Seven of the eight fired had one thing in common: they were in districts where there were close electoral contests. In New Mexico, for instance, David Iglesias was fired after two Republican lawmakers, Senator Pete Domenici and Congresswoman Heather Wilson--who was in a tight House race-- called him to inquire about a corruption investigation that could have hurt Wilson's Democratic opponent. Iglesias claims Domenici went so far as to ask whether charges would be filed before the November balloting. A few weeks later, after complaints from Rove reached Sampson, Iglesias' name was added to the list of U.S. Attorneys to be fired. When Iglesias was booted with the others on Dec. 7, William Kelley, a deputy to then White House counsel Harriet Miers, sent Sampson an e-mail saying that Domenici's chief of staff "is happy as a clam" about the move. A week later Sampson replied that "Domenici is going to send over names [for a replacement] tomorrow (not even waiting for Iglesias's body to cool)." Both Domenici and Wilson have denied acting improperly.

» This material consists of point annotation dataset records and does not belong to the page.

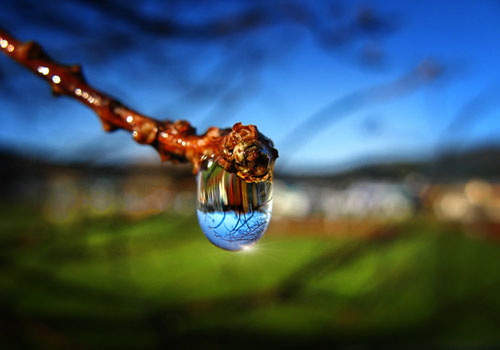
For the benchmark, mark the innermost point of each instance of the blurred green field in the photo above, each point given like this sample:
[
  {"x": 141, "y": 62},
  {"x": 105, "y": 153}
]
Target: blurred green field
[{"x": 157, "y": 282}]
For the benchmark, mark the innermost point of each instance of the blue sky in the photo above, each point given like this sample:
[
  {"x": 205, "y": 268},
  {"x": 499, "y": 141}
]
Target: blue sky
[{"x": 289, "y": 88}]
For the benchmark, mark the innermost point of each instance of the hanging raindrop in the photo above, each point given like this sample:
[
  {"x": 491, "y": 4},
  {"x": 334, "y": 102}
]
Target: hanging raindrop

At the center of all the intrigue is the role that Rove might have played in the department's decisions. The White House says an untold number of e-mails related to the firings may have gone missing, thanks to the fact that Rove and his aides were using separate e-mail accounts at the Republican National Committee, possibly violating the law. So the Senate Judiciary Committee subpoenaed Gonzales to hand over any e-mails to, from or copied to the President's chief political strategist that relate to the investigation. According to a Justice Department "privileged log" of e-mails not yet given Congress, Rove was among the recipients of at least one relevant message that showed up in Sampson's Inbox from Scott Jennings, a special assistant to the President. Dated Feb. 28--the day Iglesias went public with his accusation that Domenici and Wilson had improperly inquired about the corruption investigation--it is described in the log as: "Discussion re: telephone call received from Sen. Domenici's COS [chief of staff] re: Iglesias press conference."

Meanwhile, it increasingly appears that Gonzales' underlings were taking political affiliation into account even when considering applicants for entry-level career positions that are supposed to be filled strictly on merit. As recently as March, Jeffrey Taylor, the top federal prosecutor for the District of Columbia, sources say, wanted to know why it was taking so long to hire a lawyer he had recruited. The answer he got from Goodling was that the candidate had been deemed unacceptable because the applicant appeared to be a Democrat. Goodling's lawyer refused to comment, citing Goodling's right to remain silent.

With every new revelation, the calls by lawmakers of both parties for Gonzales' resignation have grown louder. But Bush has been unwilling to cut him loose, a testament to the intense personal bond that he and Gonzales have felt for each other since the newly elected Texas Governor plucked the Harvard-educated son of migrant farm workers from a prestigious Houston law firm to become his counsel. Every one of the increasingly powerful jobs Gonzales has held since then--Texas secretary of state, state supreme court justice and White House counsel--has been bestowed on him by Bush. When he has been asked how running a 110,000-person department was different from his job as White House counsel, Gonzales has replied, balefully, "Well, I miss the President. I don't get to see him as often as I did when I was in the White House."